Die Getreidekrise ließe sich mit der EU und ihren Schutzmaßnahmen lösen und nicht in den „populistischen“ Tendenzen, die Schuld auf die Ukraine oder Brüssel zu schieben, so der ehemalige stellvertretende polnische Landwirtschaftsminister und hoher EU-Beamter, Jerzy Plewa.

Seit Monaten protestieren die polnischen Landwirte gegen den übermäßigen Import von Lebensmitteln, die über die EU-Solidaritätskorridore aus der Ukraine in das Land gelangen.
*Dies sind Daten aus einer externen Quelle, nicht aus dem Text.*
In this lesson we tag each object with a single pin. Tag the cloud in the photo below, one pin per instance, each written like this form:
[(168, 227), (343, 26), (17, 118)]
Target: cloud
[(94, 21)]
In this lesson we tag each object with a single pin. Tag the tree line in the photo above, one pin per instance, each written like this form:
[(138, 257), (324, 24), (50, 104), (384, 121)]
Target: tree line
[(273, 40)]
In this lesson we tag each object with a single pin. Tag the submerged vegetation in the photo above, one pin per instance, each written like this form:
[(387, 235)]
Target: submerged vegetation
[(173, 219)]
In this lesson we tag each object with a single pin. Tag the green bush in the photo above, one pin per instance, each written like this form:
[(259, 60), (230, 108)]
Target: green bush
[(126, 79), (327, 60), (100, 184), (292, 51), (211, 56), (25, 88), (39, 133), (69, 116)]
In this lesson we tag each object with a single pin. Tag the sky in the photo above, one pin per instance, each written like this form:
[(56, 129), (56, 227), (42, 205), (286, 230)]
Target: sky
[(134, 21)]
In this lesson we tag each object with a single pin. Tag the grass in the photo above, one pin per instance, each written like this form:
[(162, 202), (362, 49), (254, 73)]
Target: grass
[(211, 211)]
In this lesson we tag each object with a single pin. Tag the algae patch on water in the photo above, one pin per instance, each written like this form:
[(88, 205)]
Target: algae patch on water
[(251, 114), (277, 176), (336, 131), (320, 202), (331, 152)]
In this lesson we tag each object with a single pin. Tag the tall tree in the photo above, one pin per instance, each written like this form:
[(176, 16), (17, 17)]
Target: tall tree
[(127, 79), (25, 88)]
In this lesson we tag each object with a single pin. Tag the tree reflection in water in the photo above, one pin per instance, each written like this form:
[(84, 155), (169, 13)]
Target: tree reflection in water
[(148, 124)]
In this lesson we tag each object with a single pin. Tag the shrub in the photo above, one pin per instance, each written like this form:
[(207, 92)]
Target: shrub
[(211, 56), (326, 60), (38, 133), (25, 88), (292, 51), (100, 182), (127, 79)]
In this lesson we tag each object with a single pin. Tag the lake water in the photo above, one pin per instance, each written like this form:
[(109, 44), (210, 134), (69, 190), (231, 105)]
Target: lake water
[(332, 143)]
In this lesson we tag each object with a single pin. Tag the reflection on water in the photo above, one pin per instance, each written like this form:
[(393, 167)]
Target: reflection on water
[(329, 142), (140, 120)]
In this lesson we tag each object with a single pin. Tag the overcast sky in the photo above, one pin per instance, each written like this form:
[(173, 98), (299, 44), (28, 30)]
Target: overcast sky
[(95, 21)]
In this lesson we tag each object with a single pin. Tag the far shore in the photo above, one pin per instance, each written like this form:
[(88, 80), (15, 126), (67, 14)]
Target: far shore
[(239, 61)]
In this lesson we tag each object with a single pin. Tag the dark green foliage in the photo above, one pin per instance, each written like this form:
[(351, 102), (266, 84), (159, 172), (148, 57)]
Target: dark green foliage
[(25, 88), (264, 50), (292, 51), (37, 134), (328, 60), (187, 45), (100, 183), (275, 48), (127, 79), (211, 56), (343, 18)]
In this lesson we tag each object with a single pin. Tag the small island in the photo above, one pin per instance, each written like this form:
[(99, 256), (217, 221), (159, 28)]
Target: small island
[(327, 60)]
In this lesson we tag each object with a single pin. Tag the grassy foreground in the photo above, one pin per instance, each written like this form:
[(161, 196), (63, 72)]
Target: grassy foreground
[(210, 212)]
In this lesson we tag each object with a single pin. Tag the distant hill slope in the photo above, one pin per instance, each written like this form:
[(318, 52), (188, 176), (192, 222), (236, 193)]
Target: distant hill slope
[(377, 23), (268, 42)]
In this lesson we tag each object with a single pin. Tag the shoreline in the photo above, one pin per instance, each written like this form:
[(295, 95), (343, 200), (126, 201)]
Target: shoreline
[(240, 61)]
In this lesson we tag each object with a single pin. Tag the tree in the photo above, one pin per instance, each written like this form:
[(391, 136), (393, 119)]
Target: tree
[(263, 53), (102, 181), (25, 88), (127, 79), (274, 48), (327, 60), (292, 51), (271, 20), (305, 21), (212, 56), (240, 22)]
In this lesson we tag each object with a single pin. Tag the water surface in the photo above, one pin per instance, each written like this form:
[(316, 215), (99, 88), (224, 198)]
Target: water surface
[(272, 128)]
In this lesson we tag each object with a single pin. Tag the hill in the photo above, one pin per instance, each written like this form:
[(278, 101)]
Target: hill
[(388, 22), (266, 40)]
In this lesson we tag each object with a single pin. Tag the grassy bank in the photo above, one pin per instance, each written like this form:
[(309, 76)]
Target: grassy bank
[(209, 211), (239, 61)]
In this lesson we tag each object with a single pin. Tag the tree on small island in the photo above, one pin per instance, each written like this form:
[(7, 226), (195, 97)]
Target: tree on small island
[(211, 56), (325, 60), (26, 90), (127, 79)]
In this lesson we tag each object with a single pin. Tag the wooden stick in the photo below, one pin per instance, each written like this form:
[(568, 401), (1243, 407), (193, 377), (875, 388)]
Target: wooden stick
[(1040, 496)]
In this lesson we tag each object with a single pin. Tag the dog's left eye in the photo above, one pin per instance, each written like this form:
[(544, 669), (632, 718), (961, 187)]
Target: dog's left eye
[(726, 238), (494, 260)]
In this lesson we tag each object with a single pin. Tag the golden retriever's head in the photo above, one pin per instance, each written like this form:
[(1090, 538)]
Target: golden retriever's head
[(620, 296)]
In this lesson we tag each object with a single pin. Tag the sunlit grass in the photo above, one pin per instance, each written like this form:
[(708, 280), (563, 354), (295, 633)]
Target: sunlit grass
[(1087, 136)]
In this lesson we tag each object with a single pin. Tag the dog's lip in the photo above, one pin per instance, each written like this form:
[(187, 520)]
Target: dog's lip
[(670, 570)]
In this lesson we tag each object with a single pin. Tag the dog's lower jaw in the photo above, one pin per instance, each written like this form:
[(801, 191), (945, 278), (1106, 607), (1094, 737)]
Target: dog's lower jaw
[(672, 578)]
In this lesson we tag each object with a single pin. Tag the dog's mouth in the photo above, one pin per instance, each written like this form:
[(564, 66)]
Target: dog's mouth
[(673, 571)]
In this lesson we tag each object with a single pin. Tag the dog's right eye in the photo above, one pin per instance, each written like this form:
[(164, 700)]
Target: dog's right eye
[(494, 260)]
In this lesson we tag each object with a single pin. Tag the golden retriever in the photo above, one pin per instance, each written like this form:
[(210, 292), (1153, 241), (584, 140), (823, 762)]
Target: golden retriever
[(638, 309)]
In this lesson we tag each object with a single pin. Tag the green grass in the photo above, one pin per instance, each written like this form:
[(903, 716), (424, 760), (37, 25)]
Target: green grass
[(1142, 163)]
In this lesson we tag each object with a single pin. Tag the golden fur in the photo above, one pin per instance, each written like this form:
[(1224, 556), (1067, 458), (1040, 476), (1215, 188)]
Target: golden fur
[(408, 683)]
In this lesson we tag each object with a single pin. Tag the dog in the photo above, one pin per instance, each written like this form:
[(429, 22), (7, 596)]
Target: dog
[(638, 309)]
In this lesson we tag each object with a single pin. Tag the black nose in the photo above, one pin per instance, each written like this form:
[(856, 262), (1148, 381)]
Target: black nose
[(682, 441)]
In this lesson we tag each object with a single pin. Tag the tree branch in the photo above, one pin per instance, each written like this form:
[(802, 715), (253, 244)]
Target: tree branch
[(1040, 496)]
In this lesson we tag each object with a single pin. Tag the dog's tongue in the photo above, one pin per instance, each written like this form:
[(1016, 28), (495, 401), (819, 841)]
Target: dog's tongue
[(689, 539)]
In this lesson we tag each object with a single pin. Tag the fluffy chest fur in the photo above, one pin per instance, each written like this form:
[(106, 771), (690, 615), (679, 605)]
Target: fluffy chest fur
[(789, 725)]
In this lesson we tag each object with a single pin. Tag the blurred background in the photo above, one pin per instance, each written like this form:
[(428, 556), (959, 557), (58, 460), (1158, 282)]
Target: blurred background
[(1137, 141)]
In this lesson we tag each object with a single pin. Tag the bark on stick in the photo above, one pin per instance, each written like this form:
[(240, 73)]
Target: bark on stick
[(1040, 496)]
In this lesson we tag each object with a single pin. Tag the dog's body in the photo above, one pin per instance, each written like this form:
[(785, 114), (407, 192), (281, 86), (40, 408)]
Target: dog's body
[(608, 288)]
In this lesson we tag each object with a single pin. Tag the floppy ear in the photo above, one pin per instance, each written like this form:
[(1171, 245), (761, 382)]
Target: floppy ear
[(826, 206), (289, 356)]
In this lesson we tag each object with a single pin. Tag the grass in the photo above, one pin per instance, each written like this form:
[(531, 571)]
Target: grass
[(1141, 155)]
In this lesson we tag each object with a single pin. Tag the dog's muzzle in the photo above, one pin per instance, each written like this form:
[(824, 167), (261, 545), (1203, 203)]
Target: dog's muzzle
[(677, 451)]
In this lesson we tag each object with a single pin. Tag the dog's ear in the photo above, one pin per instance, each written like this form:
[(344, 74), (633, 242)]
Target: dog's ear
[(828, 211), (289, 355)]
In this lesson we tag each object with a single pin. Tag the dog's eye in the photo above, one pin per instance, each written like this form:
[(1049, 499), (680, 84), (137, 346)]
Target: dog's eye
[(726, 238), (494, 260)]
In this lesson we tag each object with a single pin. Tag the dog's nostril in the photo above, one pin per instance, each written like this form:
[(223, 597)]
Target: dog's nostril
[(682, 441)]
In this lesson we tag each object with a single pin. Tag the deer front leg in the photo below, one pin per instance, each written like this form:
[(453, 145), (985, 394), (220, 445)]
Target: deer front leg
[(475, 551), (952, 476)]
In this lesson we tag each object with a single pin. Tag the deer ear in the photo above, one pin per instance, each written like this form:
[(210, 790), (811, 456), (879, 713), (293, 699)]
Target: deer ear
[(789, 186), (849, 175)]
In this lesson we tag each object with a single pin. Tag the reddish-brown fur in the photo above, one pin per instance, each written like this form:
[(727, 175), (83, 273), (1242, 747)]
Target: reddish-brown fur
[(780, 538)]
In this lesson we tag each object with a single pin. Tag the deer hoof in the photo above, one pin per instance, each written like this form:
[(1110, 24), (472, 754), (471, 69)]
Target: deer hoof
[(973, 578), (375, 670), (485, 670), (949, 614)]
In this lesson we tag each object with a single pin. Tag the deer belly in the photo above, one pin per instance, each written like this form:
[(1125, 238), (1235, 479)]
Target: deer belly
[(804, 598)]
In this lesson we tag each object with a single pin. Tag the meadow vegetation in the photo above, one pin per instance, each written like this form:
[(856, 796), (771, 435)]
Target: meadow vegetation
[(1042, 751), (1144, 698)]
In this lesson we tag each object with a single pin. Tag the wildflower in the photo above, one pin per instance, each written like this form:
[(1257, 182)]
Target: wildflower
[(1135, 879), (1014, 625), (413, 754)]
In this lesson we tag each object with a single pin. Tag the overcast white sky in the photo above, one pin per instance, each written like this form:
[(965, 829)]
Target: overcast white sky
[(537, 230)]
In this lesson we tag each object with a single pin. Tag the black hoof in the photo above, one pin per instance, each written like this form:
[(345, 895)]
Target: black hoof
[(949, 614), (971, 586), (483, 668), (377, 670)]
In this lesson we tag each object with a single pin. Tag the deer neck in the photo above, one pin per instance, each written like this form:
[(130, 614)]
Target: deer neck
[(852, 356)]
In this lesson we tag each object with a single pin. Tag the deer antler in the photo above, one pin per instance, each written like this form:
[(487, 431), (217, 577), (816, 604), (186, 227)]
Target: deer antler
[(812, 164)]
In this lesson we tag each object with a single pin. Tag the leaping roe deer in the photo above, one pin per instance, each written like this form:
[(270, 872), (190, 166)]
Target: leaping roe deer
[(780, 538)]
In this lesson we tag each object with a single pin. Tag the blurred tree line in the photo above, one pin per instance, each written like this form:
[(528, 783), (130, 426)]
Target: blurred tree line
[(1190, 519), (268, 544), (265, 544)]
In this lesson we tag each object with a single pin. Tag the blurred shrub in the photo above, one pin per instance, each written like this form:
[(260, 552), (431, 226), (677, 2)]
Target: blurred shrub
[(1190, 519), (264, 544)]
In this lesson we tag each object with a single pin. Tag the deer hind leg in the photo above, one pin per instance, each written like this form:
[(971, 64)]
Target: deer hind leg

Das derzeitige niedrige Niveau der Getreidepreise auf globaler und EU-Ebene verschlimmert die Situation weiter.

„Die niedrigen Getreidepreise auf den Weltmärkten sind größtenteils auf die Rekordexporte Russlands zurückzuführen, die vor allem auf den afrikanischen Märkten, aber auch in Europa zu niedrigen Preisen verkauft werden.“ Der Ansatz der Proteste in Polen sei jedoch, „dass nur die Ukraine und Brüssel das Problem sind“, so Plewa in einem Interview mit Euractiv

Der ehemalige Generaldirektor für Landwirtschaft bei der Europäischen Kommission ist zurück in Polen und arbeitet mit der Kommunikationsinitiative Team Europe Direct zusammen.

Im Gespräch mit Euractiv verurteilte er die „Pseudo-Führer“ der Proteste, die „anti-europäische und anti-ukrainische Parolen“ verwenden, während sie die nationale Verantwortung, insbesondere der früheren nationalistischen Regierung, in der Krise verschleiern.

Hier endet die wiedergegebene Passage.